On Fri, Jan 15, 2016 at 4:37 PM, Austin Schuh <aus...@peloton-tech.com>
wrote:

>
>
> On Fri, Jan 15, 2016 at 1:30 PM Feng Xiao <xiaof...@google.com> wrote:
>
>> On Fri, Jan 15, 2016 at 11:50 AM, Austin Schuh <aus...@peloton-tech.com>
>> wrote:
>>
>>> On Fri, Jan 15, 2016 at 11:32 AM Feng Xiao <xiaof...@google.com> wrote:
>>>
>>>> On Thu, Jan 14, 2016 at 6:06 PM, Austin Schuh <aus...@peloton-tech.com>
>>>> wrote:
>>>>
>>>>> Hi,
>>>>>
>>>>> I've got an application where I can't allocate memory while using
>>>>> protobufs.  Arenas have been awesome for doing that.  I'm able to allocate
>>>>> a big block of memory at startup time or stack allocate memory for the
>>>>> arena, and then use that for allocating protobufs.  Thanks!
>>>>>
>>>>> I'd like to be able to allocate strings in the arena.  I'm willing to
>>>>> do the implementation, and wouldn't mind up-streaming if my implementation
>>>>> is complete enough and there is interest.  It looks like I should start by
>>>>> implementing ctype=STRING_PIECE and then allocate memory in the arena to
>>>>> back it.  The class in //src/google/protobuf:arenastring.h looks like the
>>>>> place to do all the operations.  It looks like I need to modify the
>>>>> interface to provide setters and getters to support STRING_PIECE there.
>>>>>
>>>>> Is that the right place to start?  Is there any more guidance that you
>>>>> can give me?
>>>>>
>>>> Hi Austin,
>>>>
>>>> Thanks for contacting us and offering help!
>>>>
>>>> You are looking at the right direction.
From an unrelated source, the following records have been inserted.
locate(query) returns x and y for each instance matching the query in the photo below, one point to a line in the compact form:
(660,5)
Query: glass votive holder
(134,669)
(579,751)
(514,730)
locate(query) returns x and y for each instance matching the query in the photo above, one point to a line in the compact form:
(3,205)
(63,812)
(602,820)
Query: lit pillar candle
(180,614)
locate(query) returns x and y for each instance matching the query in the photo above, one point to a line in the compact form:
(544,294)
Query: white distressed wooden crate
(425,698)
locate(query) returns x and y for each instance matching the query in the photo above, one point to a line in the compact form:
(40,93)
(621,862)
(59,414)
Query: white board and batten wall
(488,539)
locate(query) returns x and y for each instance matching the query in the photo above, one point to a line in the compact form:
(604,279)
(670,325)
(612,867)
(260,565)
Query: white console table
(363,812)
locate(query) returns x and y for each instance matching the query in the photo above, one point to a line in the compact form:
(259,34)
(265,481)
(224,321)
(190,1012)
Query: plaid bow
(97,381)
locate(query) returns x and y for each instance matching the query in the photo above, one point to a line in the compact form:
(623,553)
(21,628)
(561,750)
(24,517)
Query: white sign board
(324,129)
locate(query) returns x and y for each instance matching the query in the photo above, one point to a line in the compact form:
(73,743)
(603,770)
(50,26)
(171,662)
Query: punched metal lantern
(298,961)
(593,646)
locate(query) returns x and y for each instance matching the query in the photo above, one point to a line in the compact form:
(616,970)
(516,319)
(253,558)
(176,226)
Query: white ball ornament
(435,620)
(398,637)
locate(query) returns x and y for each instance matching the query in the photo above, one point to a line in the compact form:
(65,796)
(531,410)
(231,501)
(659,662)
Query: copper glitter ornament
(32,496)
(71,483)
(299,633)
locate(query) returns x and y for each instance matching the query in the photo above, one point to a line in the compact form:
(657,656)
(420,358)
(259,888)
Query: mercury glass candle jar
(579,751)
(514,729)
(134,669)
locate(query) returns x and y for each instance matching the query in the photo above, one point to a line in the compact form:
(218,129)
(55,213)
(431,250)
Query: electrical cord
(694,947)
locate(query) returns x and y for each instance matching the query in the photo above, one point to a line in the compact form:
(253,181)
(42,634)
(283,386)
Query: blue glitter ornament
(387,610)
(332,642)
We actually already opensourced
>>>> the StringPiece implementation not very long ago:
>>>>
>>>> https://github.com/google/protobuf/blob/master/src/google/protobuf/stubs/stringpiece.h
>>>>
>>>> It's intended to be used to implement "ctype = STRING_PIECE" for string
>>>> fields and since it's merely a <const char*, size_t> pair, it can be
>>>> directed at the buffer in the arena. Such features are implemented inside
>>>> Google but unfortunately it's not opensourced due to dependency issues. We
>>>> plan to get them out eventually but hasn't have enough time to work on it.
>>>> Since we already have an internal version of it, we probably won't be able
>>>> to accept your contributions. I can't give a concrete timeline about when
>>>> we will get our implementation opensourced also. Sorry for that...
>>>>
>>>> If you need this soon, I suggest you try to implement it as simple as
>>>> possible. Better to only support lite runtime with arena enabled. Some
>>>> changes you want to make:
>>>> 1. Make ArenaStringPtr work with StringPiece, or introduce an
>>>> ArenaStringPiecePtr which might be easier to implement.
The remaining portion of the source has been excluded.